The point is: I don't do that. (Do you?) I have little choice but to wait for the server to respond.

First of all, my action is aimed at viewing the thread, and once I've decided to do that I have little reason to click on other stuff—it'd only distract me from the task I'm trying to accomplish. Secondly, if I did click on another link, the result of that action (another thread, or the Settings menu, or whatever) would occupy the same bit of screen real estate that the thread I originally wanted to see would; so the second action would effectively cancel the first one.

In other words, the Gmail interface, for one, doesn't use Ajax's advantage in practice, since it's pointless to continue interacting with it while a request is being handled. From an interaction point of view, Gmail could as well have used frames: a click in the navigation frame shows a page in the content frame, and the net result is exactly the same. (Of course, from a technical perspective Ajax is much sexier than frames.)

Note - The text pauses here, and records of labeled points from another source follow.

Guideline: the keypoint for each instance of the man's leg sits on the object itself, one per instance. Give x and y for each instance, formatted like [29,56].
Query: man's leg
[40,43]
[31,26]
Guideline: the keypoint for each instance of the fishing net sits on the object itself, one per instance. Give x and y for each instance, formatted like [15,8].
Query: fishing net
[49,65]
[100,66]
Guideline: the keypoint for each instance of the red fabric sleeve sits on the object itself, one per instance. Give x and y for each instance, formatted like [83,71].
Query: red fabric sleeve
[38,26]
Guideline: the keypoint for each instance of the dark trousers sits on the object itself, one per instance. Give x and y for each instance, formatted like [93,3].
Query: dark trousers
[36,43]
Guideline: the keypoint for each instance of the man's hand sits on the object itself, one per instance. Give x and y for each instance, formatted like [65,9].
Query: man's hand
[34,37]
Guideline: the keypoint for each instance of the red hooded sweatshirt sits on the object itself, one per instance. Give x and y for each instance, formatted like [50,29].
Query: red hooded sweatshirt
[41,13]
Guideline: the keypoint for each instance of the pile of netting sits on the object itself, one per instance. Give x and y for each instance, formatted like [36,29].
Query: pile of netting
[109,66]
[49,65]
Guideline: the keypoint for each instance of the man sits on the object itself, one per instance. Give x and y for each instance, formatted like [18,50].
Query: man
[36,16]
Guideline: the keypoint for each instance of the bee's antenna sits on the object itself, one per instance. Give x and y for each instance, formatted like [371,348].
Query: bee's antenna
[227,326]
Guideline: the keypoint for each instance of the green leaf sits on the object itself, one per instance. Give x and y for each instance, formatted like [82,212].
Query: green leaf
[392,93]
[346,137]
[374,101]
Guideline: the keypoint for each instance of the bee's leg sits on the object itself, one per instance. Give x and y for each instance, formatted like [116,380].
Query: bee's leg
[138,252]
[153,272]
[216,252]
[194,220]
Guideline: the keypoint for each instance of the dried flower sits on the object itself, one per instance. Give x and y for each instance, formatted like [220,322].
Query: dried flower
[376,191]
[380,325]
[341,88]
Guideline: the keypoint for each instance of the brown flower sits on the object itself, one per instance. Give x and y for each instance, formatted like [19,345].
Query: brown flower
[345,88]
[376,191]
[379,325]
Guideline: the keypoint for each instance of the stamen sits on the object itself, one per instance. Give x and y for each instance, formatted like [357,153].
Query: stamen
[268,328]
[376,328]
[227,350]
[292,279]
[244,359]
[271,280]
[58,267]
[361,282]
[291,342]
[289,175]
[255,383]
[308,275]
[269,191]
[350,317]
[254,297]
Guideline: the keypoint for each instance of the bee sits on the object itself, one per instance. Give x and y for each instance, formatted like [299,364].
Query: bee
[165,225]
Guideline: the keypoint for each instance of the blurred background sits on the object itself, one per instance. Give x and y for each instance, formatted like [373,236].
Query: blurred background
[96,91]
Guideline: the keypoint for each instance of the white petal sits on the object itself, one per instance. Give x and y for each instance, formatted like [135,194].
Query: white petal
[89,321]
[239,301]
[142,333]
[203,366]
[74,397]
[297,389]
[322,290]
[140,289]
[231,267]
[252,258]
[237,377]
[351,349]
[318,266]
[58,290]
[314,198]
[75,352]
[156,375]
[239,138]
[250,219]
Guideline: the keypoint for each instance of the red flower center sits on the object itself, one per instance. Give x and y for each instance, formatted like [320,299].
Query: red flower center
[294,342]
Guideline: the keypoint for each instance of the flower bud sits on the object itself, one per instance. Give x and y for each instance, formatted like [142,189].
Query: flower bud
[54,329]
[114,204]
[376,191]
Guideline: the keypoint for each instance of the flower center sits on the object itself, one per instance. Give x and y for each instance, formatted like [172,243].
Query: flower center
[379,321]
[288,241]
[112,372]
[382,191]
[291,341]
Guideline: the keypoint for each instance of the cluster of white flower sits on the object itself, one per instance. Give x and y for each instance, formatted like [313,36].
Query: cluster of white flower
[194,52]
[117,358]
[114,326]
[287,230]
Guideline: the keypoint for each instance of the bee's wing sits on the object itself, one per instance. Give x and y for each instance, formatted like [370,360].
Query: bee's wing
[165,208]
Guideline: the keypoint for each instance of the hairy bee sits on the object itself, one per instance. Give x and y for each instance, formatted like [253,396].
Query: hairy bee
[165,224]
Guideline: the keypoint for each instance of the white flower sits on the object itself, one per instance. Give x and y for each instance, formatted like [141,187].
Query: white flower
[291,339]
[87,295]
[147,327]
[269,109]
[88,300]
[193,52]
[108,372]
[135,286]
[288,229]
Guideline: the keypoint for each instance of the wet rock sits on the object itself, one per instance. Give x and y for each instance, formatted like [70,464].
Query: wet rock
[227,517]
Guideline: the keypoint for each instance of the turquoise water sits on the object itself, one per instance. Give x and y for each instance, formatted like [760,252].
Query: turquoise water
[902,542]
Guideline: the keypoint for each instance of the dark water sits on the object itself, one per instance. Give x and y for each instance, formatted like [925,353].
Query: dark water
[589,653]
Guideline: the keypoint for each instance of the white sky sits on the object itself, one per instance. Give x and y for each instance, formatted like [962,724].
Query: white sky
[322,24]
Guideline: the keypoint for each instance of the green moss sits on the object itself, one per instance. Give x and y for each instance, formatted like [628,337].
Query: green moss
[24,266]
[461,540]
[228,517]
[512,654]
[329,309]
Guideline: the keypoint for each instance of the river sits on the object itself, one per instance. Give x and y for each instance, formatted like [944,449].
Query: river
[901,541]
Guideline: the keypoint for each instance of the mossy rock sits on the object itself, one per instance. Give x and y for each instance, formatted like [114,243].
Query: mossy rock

I'm curious if anyone knows of an Ajax application that is built for continuous interaction; an application that counts on the users taking other actions while waiting for a server response—or that at the very least allows them to view two or more server responses simultaneously.

I haven't seen one yet—but then, I don't pretend to be an expert on the countless Ajax applications that have hit the market in the last year or so.

Besides, I'm wondering if users are interested in this functionality. They want to accomplish something, so they click on a link and they wait for the interface to react; and whether the interface is asynchronous or not doesn't really matter. Of course this is just a theory I invented out of the blue—if anyone has actual data on user behaviour in a true asynchronous environment I'd love to receive a link.

In any case, I wondered whether asynchronous communication is all that it's cracked up to be from a practical point of view. If in practice it's not useful to initiate a new request while waiting for the response to a previous request, Ajax's main user interface advantage is kind of nullified.

Thoughts? Am I overlooking something obvious?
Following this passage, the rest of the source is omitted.